Sample query – Products purchased per month
SELECT
DATE_TRUNC(date, month) month,
COUNT(*) items
FROM `bigquery-public-data.iowa_liquor_sales.sales`
GROUP BY 1
ORDER BY 1 DESC
NYC Citi Bike Trips
A record of all rides that occur on the largest bike share system in the US. At the time of this writing, it appears this dataset only goes through 2016.

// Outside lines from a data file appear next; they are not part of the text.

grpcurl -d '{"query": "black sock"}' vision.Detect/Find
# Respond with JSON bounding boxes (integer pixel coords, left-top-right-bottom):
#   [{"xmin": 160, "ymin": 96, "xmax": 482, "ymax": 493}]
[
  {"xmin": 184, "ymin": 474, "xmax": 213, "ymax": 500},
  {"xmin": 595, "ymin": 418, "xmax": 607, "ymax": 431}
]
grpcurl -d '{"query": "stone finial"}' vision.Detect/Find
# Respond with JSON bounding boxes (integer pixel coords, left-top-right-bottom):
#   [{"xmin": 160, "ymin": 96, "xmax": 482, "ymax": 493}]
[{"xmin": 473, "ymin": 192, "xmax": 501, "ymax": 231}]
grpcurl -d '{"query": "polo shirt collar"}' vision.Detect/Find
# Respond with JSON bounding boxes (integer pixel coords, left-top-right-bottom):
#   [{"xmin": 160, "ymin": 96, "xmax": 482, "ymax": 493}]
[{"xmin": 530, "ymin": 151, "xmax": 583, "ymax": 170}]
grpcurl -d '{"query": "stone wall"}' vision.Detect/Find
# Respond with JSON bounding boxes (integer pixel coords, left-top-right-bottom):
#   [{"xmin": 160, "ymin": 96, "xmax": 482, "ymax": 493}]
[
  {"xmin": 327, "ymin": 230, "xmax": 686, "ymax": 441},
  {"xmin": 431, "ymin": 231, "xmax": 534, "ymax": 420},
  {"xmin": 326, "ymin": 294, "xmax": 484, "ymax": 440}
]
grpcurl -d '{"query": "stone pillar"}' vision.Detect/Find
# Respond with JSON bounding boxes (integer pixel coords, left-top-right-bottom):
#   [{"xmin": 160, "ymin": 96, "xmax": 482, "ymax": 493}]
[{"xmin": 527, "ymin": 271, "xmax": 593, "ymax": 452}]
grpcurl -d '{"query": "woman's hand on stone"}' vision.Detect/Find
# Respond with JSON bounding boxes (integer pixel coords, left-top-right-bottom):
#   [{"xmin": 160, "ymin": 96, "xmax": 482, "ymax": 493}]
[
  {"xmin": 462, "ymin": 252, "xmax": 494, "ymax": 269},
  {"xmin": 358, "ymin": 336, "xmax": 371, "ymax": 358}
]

Example query – Most popular Citi Bike stations
SELECT
start_station_name, start_station_latitude, start_station_longitude,
COUNT(*) AS num_trips
FROM `bigquery-public-data.new_york.citibike_trips`
GROUP BY 1,2,3
ORDER BY num_trips DESC
LIMIT 10
The Look
This is a fake ecommerce dataset that is somewhat useful for practice working on analysis problems you might find if you worked for a business that sells widgets online. This dataset includes a few tables such as inventory items, orders, users and distribution centers. Read more.
Example query – Distribution of orders per user
WITH oo as (
SELECT u.id, count(o.order_id) orders
FROM `bigquery-public-data.thelook_ecommerce.users` u
LEFT JOIN `bigquery-public-data.thelook_ecommerce.orders` o on o.user_id = u.id
GROUP BY 1
ORDER BY 2 DESC
)
SELECT orders, count(*) users
FROM oo
GROUP BY 1
ORDER BY 1 ASC